Dem hat sich Heusler weitgehend entzogen. Seine Biographie ist in sich geschlossen, lesenswert und angenehm zu lesen, dabei informativ – und lädt doch zur Kritik ein.

Da ist zum Beispiel das Phänomen, dass Biographen ihren Objekten sehr, sehr nah rücken. Das ist nicht verwunderlich, beschäftigen sie sich doch oft jahrelang mit dieser Person, die ihnen besonders schildernswert erscheint. Dass es dabei zu einseitigen Intimitäten kommt, überrascht nicht, gehört sich aber dennoch nicht. Stärkster Ausdruck einer solchen Intimität, gegen die sich die Autoren nicht mehr wehren können, ist die Neigung, sie beim Vornamen zu nennen, statt es bei einer etwas distanzierteren Formel zu belassen. So wird dann aus dem Herrn Lion Feuchtwanger einfach nur Lion (nunja, der Lion wird’s immer nicht).

Auch die sexuellen Vorlieben geraten dabei schnell in den Blick, bei einem anscheinend äußerst aktiven Protagonisten wie Feuchtwanger, der sich auch nicht an die Grenzen seiner Ehe hielt, bleibt das nicht aus. Was das allerdings mit seinem werkbiographischen Profil zu tun hat, ist fraglich. Man gönne den Autoren (und auch den Autorinnen), was das angeht, ein bisschen mehr Privatsphäre, wenn es denn nicht zur Erhellung der Persönlichkeit und deren literarischem wie intellektuellem Wirken beiträgt. Was es nicht tut. 

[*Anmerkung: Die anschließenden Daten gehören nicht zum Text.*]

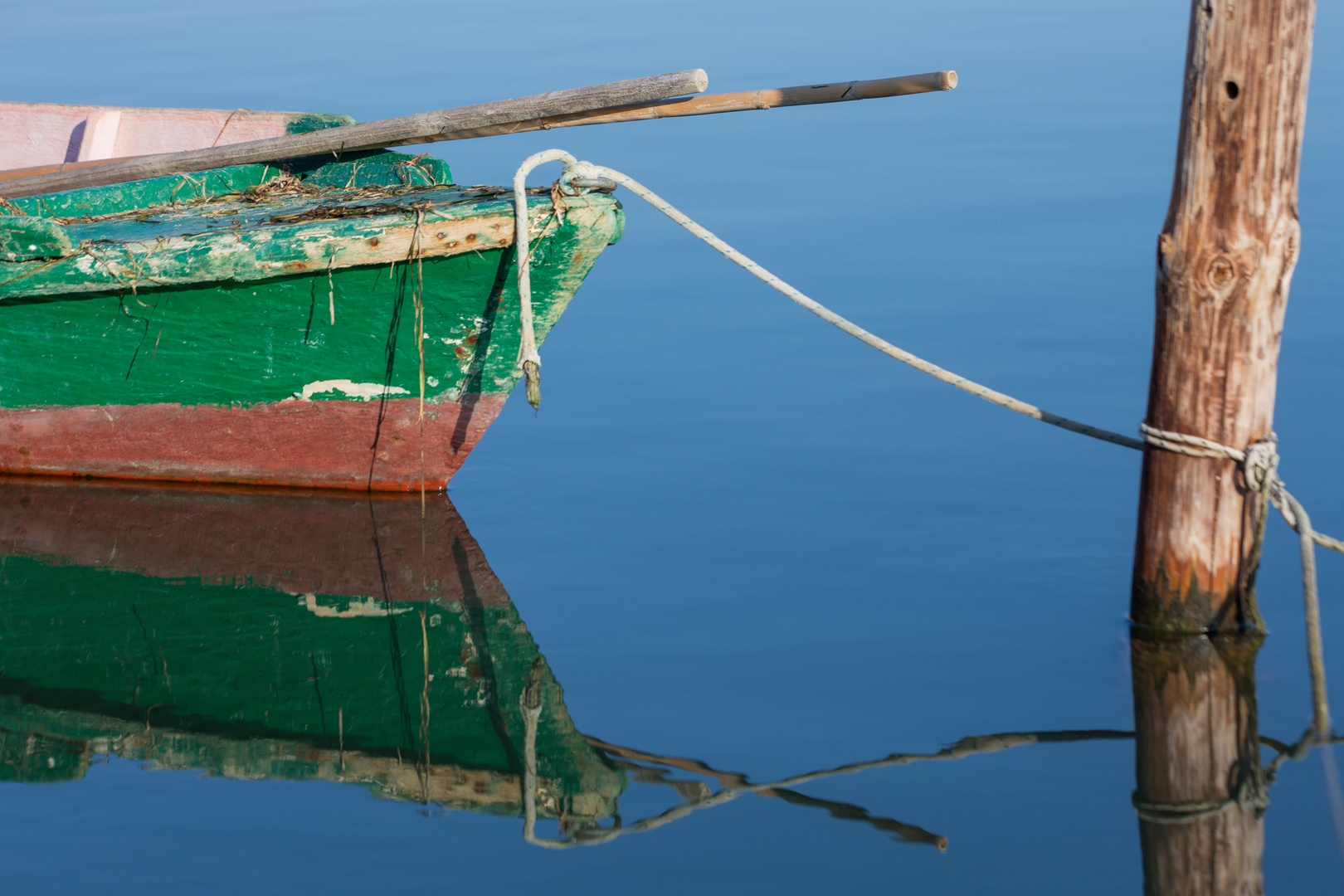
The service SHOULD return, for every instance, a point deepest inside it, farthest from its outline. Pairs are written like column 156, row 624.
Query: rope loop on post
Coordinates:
column 1259, row 461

Statt aber sich von Intimitäten fernzuhalten, heben sie in der Darstellung unversehens ein wenig ab: Wenn, wie im Fall Feuchtwangers, die langjährigen (allerdings auch nicht exklusiven) Beziehungen mit dem Tod der Tochter in den frühen 1910er Jahren kurzgeschlossen wird, feiert die Küchenpsychologie fröhliche Urständ. Plausibel oder erhellend ist allerdings nichts davon.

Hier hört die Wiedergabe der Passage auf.